O débito líquido — praticamente só valor intrínseco — é o prejuízo máximo, realizado se a ação fechar abaixo do strike comprado. O ponto de equilíbrio fica no preço atual da ação, e acima dele o ganho é ilimitado, acompanhando o ativo em aproximadamente 1 para 1 (delta ≈ 1,00). A versão com puts espelha tudo isso para o lado baixista.
Comparado a comprar a ação, o ZEBRA usa uma fração do capital e embute um stop natural; comparado à call seca, elimina a corrida contra o theta e o movimento mínimo necessário para empatar. O gerenciamento é o de uma posição direcional: alvo, stop e encerramento antes do vencimento.
Perguntas frequentes
O que significa ZEBRA?
É a sigla de zero extrinsic back ratio: um back ratio (compra-se mais opções do que se vende) montado de forma que o valor extrínseco líquido da posição seja zero. Na prática: compra de 2 calls ITM e venda de 1 call ATM, em que o prêmio da vendida paga todo o extrínseco das compradas.
Qual é o risco máximo de um ZEBRA?
O débito líquido pago na montagem. No exemplo desta página, R$ 10,00 por ação (R$ 1.000 por estrutura), realizado se a ação fechar no strike comprado (R$ 95) ou abaixo no vencimento. Diferente de ter a ação, a perda não cresce com a profundidade da queda.
Por que o ponto de equilíbrio fica no preço atual da ação?
Porque o débito pago é essencialmente valor intrínseco puro. Se a ação simplesmente não se mover até o vencimento, as calls compradas entregam de volta exatamente o intrínseco pago — não há extrínseco líquido para “derreter”. Uma call comprada seca, ao contrário, precisa que a ação suba para cobrir o prêmio extrínseco.
Qual a diferença entre um ZEBRA e uma trava de alta a débito?
A trava a débito tem lucro limitado (a largura entre os strikes) e delta bem menor. O ZEBRA, por comprar duas opções contra uma vendida, mantém ganho ilimitado acima do equilíbrio e delta próximo de 1,00 — comporta-se como a ação, não como uma aposta de alcance limitado.

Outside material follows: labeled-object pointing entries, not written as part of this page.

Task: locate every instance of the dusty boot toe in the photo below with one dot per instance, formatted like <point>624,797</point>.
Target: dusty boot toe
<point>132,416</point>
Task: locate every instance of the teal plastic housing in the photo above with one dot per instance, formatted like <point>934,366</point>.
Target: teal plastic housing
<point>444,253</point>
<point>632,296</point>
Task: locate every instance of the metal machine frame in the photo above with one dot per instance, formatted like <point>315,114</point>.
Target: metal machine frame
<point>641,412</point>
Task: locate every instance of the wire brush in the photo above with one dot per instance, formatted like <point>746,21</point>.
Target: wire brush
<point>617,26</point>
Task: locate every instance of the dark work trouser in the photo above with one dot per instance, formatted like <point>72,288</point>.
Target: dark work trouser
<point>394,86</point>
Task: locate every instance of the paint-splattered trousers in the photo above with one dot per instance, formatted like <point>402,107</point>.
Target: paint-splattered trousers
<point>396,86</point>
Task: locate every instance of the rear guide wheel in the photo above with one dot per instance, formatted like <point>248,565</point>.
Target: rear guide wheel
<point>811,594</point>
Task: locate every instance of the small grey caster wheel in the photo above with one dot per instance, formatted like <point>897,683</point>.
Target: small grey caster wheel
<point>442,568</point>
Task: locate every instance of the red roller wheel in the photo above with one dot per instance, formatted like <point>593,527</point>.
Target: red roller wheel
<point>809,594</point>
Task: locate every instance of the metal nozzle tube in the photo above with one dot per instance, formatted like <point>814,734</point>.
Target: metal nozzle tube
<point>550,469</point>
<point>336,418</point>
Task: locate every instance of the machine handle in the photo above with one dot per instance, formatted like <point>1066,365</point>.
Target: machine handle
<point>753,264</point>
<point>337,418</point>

O ZEBRA funciona no mercado brasileiro?
Sim, mas a limitação prática é a liquidez dos strikes ITM, que na B3 costumam ter poucos negócios fora dos ativos de opções mais líquidas. Além disso, as calls no padrão da B3 são americanas, então a perna ATM vendida pode ser exercida antecipadamente se ficar dentro do dinheiro. Como o risco é definido pelas duas calls compradas, a exigência de garantias tende a ser limitada.